# Waiting...



## sprinter (Jul 25, 2011)

So the waiting is driving me nuts! It would appear we're going to court sometime next month. I have no idea when. All efforts to settle have not worked. Married only 5 years and separated much of that time, no kids, no equitable assets, both work. I'm in a 50/50 state, she left me, I filed for divorce, now she's counter suing for support. Anyway, just venting. Ready for this to be over and have no idea how this will play out. Most people I talk to say in a 50/50 state all the judge cares about it splitting things. My lawyer says if we go to court anything could happen.


----------



## Shooboomafoo (Mar 30, 2011)

Most states have the rights of the parents in consideration of a division of assets easily found on the internet.
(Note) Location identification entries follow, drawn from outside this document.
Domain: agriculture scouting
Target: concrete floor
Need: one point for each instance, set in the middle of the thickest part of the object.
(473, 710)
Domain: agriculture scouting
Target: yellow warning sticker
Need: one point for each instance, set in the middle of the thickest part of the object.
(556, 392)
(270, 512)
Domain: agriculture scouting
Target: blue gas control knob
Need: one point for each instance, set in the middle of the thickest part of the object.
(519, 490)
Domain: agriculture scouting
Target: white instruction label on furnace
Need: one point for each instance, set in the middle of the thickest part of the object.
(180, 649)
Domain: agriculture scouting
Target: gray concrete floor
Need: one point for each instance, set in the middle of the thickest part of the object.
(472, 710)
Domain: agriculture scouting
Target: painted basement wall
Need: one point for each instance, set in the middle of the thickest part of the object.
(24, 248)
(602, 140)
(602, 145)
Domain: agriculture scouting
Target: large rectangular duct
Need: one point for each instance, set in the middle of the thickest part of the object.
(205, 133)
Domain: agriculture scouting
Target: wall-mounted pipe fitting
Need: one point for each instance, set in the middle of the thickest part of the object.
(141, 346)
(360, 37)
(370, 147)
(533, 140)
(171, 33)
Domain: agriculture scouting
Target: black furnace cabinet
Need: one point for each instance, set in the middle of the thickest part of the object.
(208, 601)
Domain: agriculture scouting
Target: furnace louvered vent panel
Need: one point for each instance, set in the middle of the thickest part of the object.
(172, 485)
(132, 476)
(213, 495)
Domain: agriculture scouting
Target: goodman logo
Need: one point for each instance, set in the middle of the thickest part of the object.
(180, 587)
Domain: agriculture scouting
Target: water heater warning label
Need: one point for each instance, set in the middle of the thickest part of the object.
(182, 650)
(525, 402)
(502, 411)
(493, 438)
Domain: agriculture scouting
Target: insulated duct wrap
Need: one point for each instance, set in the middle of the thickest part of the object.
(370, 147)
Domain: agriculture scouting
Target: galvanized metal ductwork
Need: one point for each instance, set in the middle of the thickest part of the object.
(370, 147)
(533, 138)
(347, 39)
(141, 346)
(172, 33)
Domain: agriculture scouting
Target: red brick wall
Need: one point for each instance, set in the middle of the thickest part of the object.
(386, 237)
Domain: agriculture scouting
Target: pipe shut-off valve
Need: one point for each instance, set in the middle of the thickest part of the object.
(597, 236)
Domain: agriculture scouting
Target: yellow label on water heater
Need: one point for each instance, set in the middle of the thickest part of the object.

The entire family law code for everything is online at the states ".gov" website.
Research it, learn it, become empowered. 
Knowing what state you were in might help someone whose gone thru it there, help you.


----------



## sprinter (Jul 25, 2011)

Shooboomafoo said:


> Most states have the rights of the parents in consideration of a division of assets easily found on the internet. The entire family law code for everything is online at the states ".gov" website.
> Research it, learn it, become empowered.
> Knowing what state you were in might help someone whose gone thru it there, help you.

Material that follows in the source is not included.